Monitoring and Observability

Why Observe Your Agents

Agents are black boxes by default. They receive a prompt, produce an output, and you hope the middle part went well. In production, hope is not a strategy. Observability answers three questions:

• What happened? A complete record of every action an agent took, every tool it called, and every decision it made. Without this, debugging a failure requires reproducing it from scratch.
• Why did it happen? Context around decisions — what data the agent saw, which branch of logic it followed, why it chose one approach over another. Logs tell you what; traces tell you why.
• Is it getting worse? Trend data over time — success rates, execution times, token usage, error frequency.
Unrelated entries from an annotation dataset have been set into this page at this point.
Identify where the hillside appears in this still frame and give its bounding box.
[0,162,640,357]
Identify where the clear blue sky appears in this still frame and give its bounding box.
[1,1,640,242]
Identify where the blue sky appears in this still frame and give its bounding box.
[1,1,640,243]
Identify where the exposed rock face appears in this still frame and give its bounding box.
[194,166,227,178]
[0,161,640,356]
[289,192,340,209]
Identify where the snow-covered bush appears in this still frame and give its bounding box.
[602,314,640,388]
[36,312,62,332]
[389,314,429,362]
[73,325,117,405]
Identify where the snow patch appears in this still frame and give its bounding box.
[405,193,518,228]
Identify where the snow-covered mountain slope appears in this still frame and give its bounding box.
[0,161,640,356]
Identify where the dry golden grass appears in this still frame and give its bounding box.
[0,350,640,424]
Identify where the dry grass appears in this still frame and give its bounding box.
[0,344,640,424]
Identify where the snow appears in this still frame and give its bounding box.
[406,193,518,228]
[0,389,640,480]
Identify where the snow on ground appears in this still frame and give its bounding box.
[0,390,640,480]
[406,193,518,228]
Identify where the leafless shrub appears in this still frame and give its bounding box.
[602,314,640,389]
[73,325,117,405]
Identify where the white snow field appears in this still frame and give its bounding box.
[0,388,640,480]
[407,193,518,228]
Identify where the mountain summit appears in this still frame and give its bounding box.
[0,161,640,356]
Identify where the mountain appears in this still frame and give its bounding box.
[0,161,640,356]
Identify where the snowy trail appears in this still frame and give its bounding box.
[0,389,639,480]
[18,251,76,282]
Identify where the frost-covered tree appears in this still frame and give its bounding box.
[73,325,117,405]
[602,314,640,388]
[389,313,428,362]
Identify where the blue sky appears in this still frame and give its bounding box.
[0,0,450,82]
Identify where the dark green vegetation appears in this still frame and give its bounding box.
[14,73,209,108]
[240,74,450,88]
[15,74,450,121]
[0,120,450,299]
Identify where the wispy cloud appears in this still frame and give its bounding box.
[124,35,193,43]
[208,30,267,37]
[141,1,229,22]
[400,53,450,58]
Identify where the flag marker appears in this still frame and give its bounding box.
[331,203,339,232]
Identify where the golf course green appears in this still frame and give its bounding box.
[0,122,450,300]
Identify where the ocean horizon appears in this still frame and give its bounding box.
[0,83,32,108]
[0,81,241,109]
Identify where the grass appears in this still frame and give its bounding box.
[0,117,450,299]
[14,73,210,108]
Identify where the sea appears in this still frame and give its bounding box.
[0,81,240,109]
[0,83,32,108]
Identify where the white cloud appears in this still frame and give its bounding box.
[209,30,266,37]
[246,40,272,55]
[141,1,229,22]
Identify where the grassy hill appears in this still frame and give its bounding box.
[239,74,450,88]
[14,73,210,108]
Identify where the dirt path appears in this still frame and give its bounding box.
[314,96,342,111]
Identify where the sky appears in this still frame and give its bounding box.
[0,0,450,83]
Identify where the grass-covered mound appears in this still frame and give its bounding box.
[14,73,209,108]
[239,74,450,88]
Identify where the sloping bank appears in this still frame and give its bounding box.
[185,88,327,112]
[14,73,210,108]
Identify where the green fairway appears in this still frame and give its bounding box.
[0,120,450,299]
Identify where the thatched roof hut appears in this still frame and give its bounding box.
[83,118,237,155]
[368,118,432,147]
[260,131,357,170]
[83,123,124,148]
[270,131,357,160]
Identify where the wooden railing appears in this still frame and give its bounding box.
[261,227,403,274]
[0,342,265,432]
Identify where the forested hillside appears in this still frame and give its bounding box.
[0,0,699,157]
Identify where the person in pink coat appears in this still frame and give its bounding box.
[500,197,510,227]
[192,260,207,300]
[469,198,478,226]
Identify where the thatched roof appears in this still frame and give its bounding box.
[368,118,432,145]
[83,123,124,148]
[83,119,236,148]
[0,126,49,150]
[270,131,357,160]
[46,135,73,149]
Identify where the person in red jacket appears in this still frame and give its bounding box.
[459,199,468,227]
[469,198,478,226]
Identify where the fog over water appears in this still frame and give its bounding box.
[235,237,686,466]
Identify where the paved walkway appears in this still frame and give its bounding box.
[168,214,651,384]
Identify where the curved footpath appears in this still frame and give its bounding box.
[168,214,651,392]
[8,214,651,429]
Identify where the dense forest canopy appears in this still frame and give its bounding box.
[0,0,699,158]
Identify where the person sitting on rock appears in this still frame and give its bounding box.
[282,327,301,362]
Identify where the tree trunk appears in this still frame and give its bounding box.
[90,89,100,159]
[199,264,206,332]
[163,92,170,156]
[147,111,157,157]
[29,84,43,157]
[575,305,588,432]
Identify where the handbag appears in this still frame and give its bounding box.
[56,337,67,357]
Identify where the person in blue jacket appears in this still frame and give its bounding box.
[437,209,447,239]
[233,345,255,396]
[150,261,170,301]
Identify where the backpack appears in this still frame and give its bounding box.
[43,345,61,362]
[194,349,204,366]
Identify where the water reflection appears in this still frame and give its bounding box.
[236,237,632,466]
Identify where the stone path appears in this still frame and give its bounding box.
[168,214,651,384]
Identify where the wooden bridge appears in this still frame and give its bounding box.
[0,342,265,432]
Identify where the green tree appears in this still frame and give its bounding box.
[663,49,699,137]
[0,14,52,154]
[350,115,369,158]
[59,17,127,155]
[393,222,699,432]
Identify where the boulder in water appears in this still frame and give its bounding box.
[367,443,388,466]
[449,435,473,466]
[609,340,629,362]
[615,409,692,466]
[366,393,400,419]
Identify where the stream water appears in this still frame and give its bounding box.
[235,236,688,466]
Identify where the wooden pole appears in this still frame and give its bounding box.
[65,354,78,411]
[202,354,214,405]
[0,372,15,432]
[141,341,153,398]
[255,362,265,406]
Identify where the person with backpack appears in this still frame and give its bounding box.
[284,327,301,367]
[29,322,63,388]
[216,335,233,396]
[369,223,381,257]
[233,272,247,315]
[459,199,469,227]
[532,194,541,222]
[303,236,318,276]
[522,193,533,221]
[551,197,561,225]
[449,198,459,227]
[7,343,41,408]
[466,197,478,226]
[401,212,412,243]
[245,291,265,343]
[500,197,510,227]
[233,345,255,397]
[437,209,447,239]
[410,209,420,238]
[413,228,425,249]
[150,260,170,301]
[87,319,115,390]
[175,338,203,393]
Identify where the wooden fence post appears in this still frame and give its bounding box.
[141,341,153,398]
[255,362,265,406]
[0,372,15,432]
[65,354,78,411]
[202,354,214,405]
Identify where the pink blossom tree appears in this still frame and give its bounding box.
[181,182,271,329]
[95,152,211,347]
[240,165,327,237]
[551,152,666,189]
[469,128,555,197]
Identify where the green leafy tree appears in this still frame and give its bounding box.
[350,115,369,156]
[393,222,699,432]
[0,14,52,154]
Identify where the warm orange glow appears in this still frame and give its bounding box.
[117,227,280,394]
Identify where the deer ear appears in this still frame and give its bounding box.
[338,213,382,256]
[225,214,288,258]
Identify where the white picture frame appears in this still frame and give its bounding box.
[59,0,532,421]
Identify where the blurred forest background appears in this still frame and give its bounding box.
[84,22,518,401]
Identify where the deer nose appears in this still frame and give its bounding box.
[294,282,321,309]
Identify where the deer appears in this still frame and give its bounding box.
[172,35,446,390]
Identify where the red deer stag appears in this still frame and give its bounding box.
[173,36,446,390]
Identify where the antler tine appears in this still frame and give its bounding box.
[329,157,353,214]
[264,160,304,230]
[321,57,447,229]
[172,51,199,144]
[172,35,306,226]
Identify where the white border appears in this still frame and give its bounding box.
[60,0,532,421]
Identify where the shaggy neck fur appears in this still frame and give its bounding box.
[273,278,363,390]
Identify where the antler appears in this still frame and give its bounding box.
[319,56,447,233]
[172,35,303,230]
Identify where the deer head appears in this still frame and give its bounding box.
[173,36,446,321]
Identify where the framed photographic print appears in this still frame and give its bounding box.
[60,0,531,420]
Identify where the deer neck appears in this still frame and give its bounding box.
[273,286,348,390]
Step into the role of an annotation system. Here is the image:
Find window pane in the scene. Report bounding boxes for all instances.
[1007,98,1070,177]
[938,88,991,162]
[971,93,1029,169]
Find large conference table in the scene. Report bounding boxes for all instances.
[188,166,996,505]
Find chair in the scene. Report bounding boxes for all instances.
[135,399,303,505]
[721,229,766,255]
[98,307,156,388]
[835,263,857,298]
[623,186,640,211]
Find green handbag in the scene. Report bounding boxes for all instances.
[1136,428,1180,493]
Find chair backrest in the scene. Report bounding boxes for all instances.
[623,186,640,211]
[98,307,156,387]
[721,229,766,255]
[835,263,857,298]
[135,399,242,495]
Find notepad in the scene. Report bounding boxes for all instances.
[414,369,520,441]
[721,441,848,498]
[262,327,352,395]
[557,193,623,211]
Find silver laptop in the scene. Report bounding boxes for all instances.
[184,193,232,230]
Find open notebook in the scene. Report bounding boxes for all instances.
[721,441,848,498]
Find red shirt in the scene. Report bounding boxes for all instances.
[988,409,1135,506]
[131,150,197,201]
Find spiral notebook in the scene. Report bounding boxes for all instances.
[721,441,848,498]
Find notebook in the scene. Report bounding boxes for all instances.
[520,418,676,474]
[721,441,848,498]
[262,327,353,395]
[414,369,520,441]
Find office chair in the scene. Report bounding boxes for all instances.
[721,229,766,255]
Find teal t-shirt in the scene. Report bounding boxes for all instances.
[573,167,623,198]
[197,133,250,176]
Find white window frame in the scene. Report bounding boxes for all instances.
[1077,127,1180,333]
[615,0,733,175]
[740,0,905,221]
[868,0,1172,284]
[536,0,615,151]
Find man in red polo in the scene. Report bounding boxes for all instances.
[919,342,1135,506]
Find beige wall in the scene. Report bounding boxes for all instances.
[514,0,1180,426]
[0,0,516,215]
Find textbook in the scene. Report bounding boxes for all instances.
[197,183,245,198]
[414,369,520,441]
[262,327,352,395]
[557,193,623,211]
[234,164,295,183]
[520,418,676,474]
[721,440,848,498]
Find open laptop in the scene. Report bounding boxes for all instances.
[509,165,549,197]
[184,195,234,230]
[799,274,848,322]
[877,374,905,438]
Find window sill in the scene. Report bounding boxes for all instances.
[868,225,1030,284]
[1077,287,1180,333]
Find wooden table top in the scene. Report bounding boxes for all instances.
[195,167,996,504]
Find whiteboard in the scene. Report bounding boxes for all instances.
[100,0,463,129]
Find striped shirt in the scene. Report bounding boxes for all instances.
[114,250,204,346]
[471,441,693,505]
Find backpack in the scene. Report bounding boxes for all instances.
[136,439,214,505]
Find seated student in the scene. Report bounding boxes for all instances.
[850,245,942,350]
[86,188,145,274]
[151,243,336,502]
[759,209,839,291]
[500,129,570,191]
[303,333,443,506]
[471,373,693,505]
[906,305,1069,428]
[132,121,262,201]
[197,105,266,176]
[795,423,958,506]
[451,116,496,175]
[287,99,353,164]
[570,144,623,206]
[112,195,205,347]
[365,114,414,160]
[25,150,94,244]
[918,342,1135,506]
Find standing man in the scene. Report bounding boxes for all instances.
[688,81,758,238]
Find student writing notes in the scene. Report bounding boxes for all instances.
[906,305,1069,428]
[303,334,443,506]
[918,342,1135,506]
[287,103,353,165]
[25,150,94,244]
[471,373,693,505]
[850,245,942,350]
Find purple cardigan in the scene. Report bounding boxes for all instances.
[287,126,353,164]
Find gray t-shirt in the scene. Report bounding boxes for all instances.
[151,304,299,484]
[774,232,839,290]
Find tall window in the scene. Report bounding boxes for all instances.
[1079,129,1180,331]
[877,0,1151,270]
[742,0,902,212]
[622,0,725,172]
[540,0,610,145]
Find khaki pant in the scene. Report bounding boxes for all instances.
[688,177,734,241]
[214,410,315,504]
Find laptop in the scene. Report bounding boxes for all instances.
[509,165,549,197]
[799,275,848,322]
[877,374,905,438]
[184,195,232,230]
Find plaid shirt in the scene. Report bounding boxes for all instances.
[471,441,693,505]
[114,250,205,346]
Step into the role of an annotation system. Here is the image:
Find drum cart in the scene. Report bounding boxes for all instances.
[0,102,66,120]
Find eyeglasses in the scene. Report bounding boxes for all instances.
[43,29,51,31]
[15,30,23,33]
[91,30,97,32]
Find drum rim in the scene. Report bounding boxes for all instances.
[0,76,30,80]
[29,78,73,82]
A slow degradation is invisible without metrics. By the time you notice quality dropping, it has been bad for weeks.

Structured Logging

Unstructured logs (plain text strings) are useless at scale. You cannot filter, aggregate, or alert on free-form text. Structured logging uses key-value pairs that machines can parse:

• Required fields: Timestamp (ISO 8601), agent name, task ID, action type, duration in milliseconds, and status (success/failure/skipped). Every log entry must include all six.
• Context fields: Input hash (not the full input — that is too large), output summary, token count, model used, and retry attempt number. These enable deep debugging without storing entire prompts.
• Format: JSON lines — one JSON object per line. Every log aggregation tool (Loki, CloudWatch, Datadog) can ingest JSON lines natively. Never use custom delimiters or multi-line log formats.
• Correlation IDs: Assign a unique ID to each workflow run. Every agent in the workflow includes this ID in its logs. When investigating a failure, filter by correlation ID to see the complete execution path across all agents.

Audit Trails

An audit trail is an immutable record of every significant action. Unlike logs (which are for debugging), audit trails are for accountability and compliance:

• What to record: File creates, file edits, file deletes, git commits, API calls to external services, and task assignments. If an agent changed something in the real world, it goes in the audit trail.
• Immutability: Audit entries must be append-only. No agent should be able to edit or delete its own audit records. Write to a separate database or log stream that agents have write-only access to.
• Retention: Keep audit trails for at least 90 days. For regulated environments, longer. Storage is cheap — the cost of losing an audit trail during an incident investigation is not.

Performance Metrics

Track four core metrics for every agent. These form your performance baseline and make anomalies immediately visible:

• Task duration (p50, p95, p99): Median tells you typical performance. The 95th percentile reveals slow outliers. If p95 is 10x the median, you have intermittent issues worth investigating.
• Success rate: Percentage of tasks that complete without errors. Anything below 95% needs immediate attention. Below 90% means the agent is unreliable and should be taken offline for debugging.
• Token consumption per task: Track input and output tokens separately. A sudden spike in token usage often means the agent is receiving bloated context or generating verbose, unfocused output.
• Queue depth: How many tasks are waiting for each agent. A growing queue means the agent cannot keep up with demand — you need to scale up or redistribute work.

Session Analytics

Session-level analytics aggregate individual task metrics into meaningful business insights:

• Daily summary: Total tasks processed, total tokens used, overall success rate, total cost. This is your daily health check — one glance tells you if the system is healthy.
• Agent comparison: Side-by-side performance of all agents. Which agent has the highest error rate? Which consumes the most tokens per task? This identifies your weakest link.
• Trend analysis: Plot metrics weekly. Are execution times trending up? Is the success rate declining? Trends predict future problems before they become outages.
• Cost attribution: Break down API costs by agent, task type, and workflow. Know exactly where your token budget is going so you can optimize the expensive parts first.

Practical Exercise

Add observability to an existing agent workflow:

• Implement structured JSON logging with the six required fields for every agent action
• Add correlation IDs that trace a task through all agents in a pipeline
• Create an audit trail that records every file change with before/after hashes
• Track task duration and token usage, then generate a daily summary report
• Set up an alert that fires when any agent's success rate drops below 90%

Run 20 tasks through the pipeline and review the logs. You should be able to trace any single task from start to finish using only its correlation ID.